The Ceifeiro laughed shyly. “Didn't San Angelo say that Christ taught the correct way, by likening new things to old?”

“The taste of the grass,” said Ender. “What does it have to do with Novinha?”

“It's very oblique. But I think Novinha tasted something not at all pleasant, but so strong it overcame her, and she could never let go of the flavor.”

“What was it?”

“In theological terms? The pride of universal guilt. It's a form of vanity and egomania. She holds herself responsible for things that could not possibly be her fault. As if she controlled everything, as if other people's suffering came about as punishment for her sins.”

“She blames herself,” said the Aradora, “for Pipo's death.”

“She's not a fool,” said Ender. “She knows it was the piggies, and she knows that Pipo went to them alone. How could it be her fault?”

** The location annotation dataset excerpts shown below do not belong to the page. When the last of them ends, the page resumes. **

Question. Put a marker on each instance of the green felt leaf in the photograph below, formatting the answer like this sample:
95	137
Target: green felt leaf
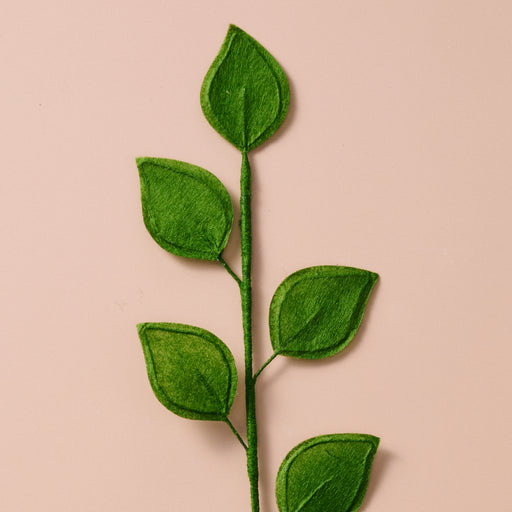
326	473
191	371
186	209
245	93
316	311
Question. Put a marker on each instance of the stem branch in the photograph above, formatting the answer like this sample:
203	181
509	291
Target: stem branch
265	364
246	296
237	435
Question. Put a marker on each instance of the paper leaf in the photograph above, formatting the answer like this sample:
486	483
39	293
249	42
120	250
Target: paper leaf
191	371
245	93
326	473
186	209
316	311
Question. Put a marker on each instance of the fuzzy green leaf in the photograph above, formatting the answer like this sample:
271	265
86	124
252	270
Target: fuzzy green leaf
245	93
326	473
186	209
191	371
316	311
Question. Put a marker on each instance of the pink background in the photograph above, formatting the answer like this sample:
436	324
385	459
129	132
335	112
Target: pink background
395	157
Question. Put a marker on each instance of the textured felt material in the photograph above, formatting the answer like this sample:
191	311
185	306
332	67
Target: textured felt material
316	311
186	209
191	371
326	474
245	93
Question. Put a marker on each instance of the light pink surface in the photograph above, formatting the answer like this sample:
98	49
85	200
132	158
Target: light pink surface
395	157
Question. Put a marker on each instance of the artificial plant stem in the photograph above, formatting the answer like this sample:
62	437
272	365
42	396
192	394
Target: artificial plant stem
235	431
246	296
265	364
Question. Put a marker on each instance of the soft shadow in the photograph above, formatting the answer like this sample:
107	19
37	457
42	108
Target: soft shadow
269	377
383	459
288	120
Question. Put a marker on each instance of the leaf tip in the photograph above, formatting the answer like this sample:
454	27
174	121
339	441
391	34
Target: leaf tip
140	161
141	328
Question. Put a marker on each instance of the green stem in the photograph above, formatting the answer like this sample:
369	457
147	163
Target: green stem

“When this thought first occurred to me, I had the same objection. But then I looked over the transcripts and the recordings of the events of the night of Pipo's death. There was only one hint of anything– a remark that Libo made, asking Novinha to show him what she and Pipo had been working on just before Pipo went to see the piggies. She said no. That was all– someone else interrupted and they never came back to the subject, not in the Zenador's Station, anyway, not where the recordings could pick it up.”

“It made us both wonder what went on just before Pipo's death, Speaker Andrew,” said the Aradora. “Why did Pipo rush out like that? Had they quarreled over something? Was he angry? When someone dies, a loved one, and your last contact with them was angry or spiteful, then you begin to blame yourself. If only I hadn't said this, if only I hadn't said that.”

“We tried to reconstruct what might have happened that night. We went to the computer logs, the ones that automatically retain working notes, a record of everything done by each person logged on. And everything pertaining to her was completely sealed up. Not just the files she was actually working on. We couldn't even get to the logs of her connect time. We couldn't even find out what files they were that she was hiding from us. We simply couldn't get in. Neither could the Mayor, not with her ordinary overrides–”

The Aradora nodded. “it was the first time anyone had ever locked up public files like that– working files, part of the labor of the colony.”

“It was an outrageous thing for her to do. Of course the Mayor could have used emergency override powers, but what was the emergency? We'd have to hold a public hearing, and we didn't have any legal justification. Just concern for her, and the law has no respect for people who pry for someone else's good. Someday perhaps we'll see what's in those files, what it was that passed between them just before Pipo died. She can't erase them because they're public business.”

It didn't occur to Ender that Jane was not listening, that he had shut her out. He assumed that as soon as she heard this, she was overriding every protection Novinha had set up and discovering what was in her files.